Even his fifty seconds were far too cool, detached, uninspired and uninspiring to befit an American president on a day of mayhem and carnage in the heart of Europe:
Before I begin, please indulge me. I want to comment on the terrorist attacks that have taken place in Brussels. The thoughts and the prayers of the American people are with the people of Belgium. We stand in solidarity with them in condemning these outrageous attacks against innocent people. We will do whatever is necessary to support our friend and ally, Belgium, in bringing to justice those who are responsible. And this is yet another reminder that the world must unite, we must be together, regardless of nationality, or race, or faith, in fighting against the scourge of terrorism. We can — and will — defeat those who threaten the safety and security of people all around the world.
No hint of understanding that this isn’t about all nationalities, all races, and most especially not all faiths.
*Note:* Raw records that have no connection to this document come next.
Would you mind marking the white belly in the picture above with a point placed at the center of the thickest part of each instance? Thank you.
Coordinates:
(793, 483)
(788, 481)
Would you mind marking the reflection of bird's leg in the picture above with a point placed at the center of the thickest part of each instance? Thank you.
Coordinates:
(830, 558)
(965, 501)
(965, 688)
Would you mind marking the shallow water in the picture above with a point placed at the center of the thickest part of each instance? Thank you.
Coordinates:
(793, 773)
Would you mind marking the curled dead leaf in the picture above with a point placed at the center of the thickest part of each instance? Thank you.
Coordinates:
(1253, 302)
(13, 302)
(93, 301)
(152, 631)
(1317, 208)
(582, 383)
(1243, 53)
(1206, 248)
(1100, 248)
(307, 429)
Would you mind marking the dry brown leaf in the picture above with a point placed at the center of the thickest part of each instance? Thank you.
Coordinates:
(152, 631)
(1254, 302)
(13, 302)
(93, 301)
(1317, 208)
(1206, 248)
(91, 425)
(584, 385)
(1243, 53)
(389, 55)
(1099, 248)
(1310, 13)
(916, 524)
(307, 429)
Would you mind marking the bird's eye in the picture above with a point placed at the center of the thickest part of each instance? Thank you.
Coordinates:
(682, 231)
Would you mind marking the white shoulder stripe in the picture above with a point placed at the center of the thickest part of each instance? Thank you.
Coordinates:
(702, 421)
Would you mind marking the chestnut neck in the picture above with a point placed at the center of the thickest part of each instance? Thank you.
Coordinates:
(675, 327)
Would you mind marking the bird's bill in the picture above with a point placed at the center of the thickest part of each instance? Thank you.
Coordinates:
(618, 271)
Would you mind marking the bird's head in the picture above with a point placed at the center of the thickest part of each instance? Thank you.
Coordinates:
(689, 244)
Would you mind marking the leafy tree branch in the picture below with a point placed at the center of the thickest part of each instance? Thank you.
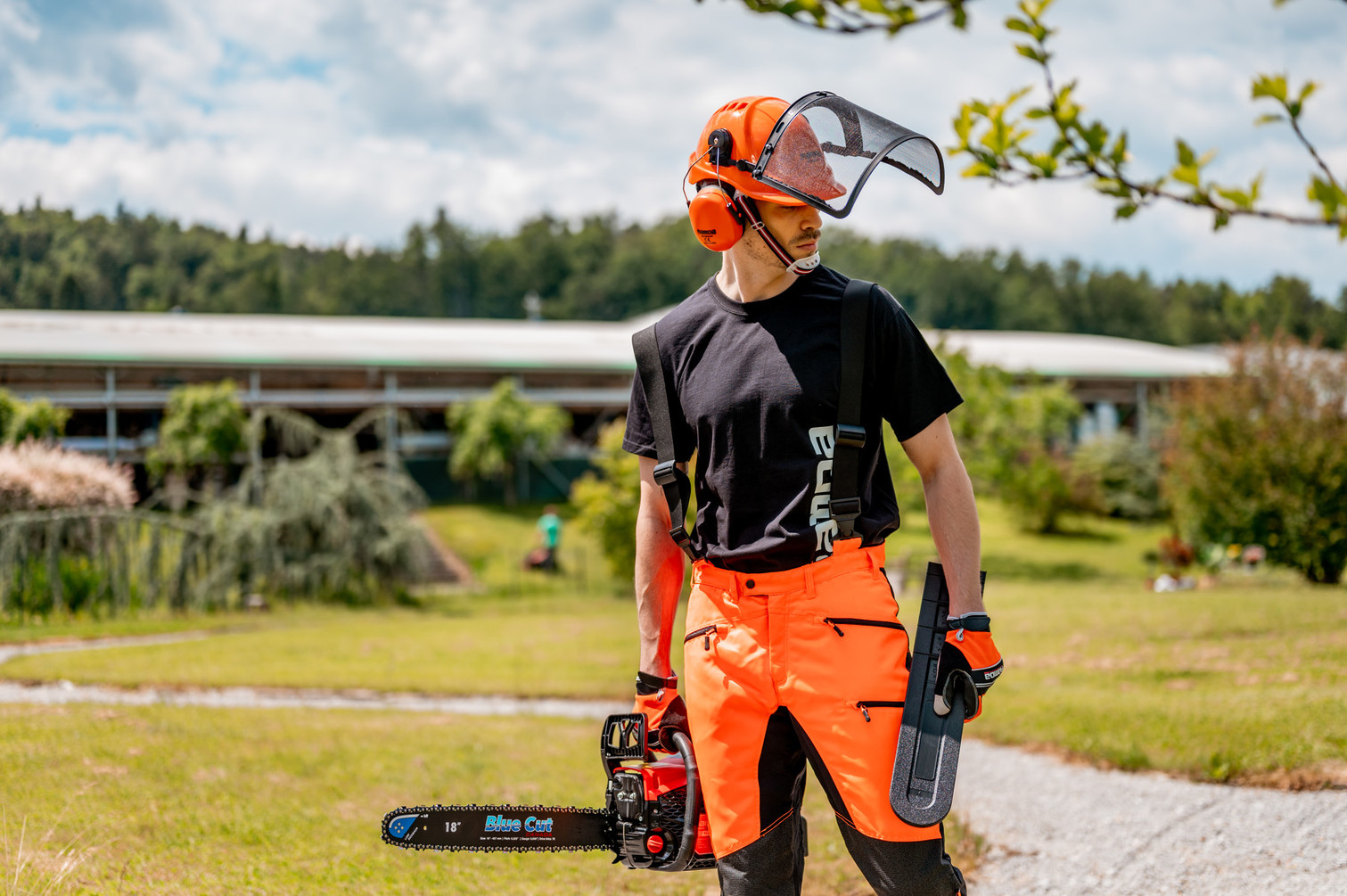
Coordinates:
(854, 16)
(996, 135)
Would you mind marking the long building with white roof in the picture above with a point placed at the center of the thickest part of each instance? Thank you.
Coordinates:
(116, 369)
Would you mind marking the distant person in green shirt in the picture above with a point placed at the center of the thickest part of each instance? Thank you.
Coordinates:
(548, 532)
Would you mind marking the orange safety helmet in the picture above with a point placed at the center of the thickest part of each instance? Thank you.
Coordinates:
(721, 170)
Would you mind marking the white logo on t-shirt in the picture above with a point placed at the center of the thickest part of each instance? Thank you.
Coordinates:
(820, 515)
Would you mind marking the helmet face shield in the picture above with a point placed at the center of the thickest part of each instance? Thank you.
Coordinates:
(823, 150)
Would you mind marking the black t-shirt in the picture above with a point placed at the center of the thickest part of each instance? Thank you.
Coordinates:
(756, 395)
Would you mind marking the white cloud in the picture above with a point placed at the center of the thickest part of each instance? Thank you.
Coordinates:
(349, 119)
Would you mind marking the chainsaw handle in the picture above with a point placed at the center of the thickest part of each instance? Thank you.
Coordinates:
(691, 808)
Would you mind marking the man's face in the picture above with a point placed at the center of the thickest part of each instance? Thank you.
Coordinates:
(796, 226)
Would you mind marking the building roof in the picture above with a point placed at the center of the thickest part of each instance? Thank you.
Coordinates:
(1080, 356)
(275, 340)
(282, 340)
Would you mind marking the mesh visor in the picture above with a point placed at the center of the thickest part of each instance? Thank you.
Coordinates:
(825, 148)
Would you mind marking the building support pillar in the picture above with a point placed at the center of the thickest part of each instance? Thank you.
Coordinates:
(111, 403)
(390, 421)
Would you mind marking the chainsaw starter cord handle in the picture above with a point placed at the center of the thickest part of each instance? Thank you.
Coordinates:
(691, 808)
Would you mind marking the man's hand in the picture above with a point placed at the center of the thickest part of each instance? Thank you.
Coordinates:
(969, 662)
(664, 711)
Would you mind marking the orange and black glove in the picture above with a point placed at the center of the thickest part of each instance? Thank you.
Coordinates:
(664, 711)
(969, 662)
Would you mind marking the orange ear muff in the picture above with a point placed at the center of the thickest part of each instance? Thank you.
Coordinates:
(716, 220)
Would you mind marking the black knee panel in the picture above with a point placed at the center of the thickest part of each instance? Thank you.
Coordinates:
(904, 869)
(772, 865)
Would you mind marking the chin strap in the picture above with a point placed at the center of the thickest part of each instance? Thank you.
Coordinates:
(749, 210)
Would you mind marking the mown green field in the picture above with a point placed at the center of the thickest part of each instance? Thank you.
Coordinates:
(213, 801)
(1242, 680)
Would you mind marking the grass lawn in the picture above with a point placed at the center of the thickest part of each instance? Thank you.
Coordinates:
(555, 647)
(195, 801)
(1238, 682)
(84, 627)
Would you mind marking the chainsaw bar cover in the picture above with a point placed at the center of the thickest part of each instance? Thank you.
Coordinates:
(927, 760)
No anger, no passion, no intensity at all.
But then he probably needed to preserve his small reservoir of emotion within the deep Obama sea of sangfroid in order to have the proper level of enthusiasm to display, alongside his incongruously grinning wife, when doing “the wave” with Cuba’s dictator, Raul “What political prisoners?” Castro.
I could not make this up.
Later Tuesday afternoon, in an interview with ESPN at the ball game (which was an exhibition matchup between the Tampa Bay Rays and the Cuban national team), Obama explained that he was inspired by Boston’s strength after the 2013 marathon bombing to avoid letting terrorism “disrupt our daily lives.” As if his “daily life” revolves around leisure rather than leadership. (Well, when you put it that way, Ross…)
After his fifty seconds, Obama continued for more than half an hour with pre-planned remarks about the history of Cuban-American relations — a speech so dull that news networks quickly cut away from the president, giving more time to Donald Trump, Ted Cruz, John Kasich, and Hillary Clinton than to the “leader of the free world” on events that one might be forgiven for believing concern the free world.
During my morning radio show, Obama supporters called to ask, “What more would you want him to say?” I have a few suggestions which require no creativity on my part because other people said them that very morning:
One more thought for my liberal friends: Do you believe for even a brief fleeting moment that were George W. Bush still president of the United States he would have dedicated less than a minute to the barbarity in Brussels or that he would be seen just hours later doing the wave at a baseball game, much less alongside a communist dictator who just called for the U.S. to “return the territory illegally occupied by Guantanamo Naval Base”?
I have never had a high regard for Barack Obama, knowing him to be a man who neither understands nor likes the country whose citizens have twice elected him president. But I have never been as disgusted by him — as a leader, as a representative of our exceptional nation, and as a human being — than I was on Tuesday morning.
A witness to the two bombings at Brussels-Zaventem airport described the chaos: “I said ‘This is insane. This is insane. This is like a war zone.’”
President Obama put it a different way: “Play ball!”